Do small things with meaning. Don’t spread yourself thinly. If you’re only focusing on what’s manageable but giving it 100%, that’s going to matter so much more than if you’re trying to call an extensive list of family members and only half-listening on the phone. People will value you reaching out to check in with them so much more if you’re totally present.
Stop feeling guilty for treating yourself. Just because you ordered an overpriced box of truffles from your favourite chocolatier doesn’t mean you’ve just robbed 20 starving orphans of their lunch. You can still make an affordable donation to a good cause without depriving yourself – even if it’s only a pound that you can donate right now, it all helps.
Kindness Has No Limit
This week, don’t be afraid to reach out if you’re weeping into the utility room cupboard between conference calls and making the kids’ cereal. Call a trusted friend or colleague and admit that no, today things are not okay. Don’t allow your own needs to become eclipsed by the shame we have become conditioned to feel by not disregarding our own wellbeing in order to put others first at all times. While ignoring our own needs, there is only so much holding people up our tired bodies can take.
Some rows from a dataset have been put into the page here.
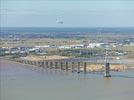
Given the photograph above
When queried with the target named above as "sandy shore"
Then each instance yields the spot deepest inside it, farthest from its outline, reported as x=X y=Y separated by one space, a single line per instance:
x=38 y=58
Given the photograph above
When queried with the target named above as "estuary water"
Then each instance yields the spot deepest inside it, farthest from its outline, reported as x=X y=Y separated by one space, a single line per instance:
x=26 y=82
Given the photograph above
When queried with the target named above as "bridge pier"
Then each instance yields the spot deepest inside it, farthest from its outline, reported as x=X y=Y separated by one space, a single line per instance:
x=107 y=70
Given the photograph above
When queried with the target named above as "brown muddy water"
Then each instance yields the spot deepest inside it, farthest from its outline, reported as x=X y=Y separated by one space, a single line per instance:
x=25 y=82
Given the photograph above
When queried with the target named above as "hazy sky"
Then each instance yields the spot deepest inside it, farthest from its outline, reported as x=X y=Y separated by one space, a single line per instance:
x=74 y=13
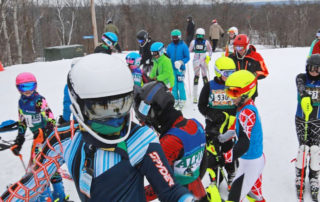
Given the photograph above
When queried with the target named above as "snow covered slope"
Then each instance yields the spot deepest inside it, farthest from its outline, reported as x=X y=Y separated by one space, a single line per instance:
x=276 y=103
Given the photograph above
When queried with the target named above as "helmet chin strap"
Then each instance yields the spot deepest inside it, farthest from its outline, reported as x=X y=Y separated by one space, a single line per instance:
x=95 y=135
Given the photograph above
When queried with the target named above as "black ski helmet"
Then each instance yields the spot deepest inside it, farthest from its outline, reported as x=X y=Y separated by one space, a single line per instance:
x=313 y=60
x=142 y=37
x=151 y=101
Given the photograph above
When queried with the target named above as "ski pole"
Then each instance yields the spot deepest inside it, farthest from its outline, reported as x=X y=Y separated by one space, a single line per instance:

Keep looking out for and supporting others, because now more than ever, kindness matters. Hold each other up from a distance. Keep responding to those who need help where you can. But remember, you will not run out of kindness for others by giving some of it to yourself. The anxiety and sadness you may be feeling some days seemingly has no limit, and nor too does kindness.
There’s enough to go around for everybody, and that includes you.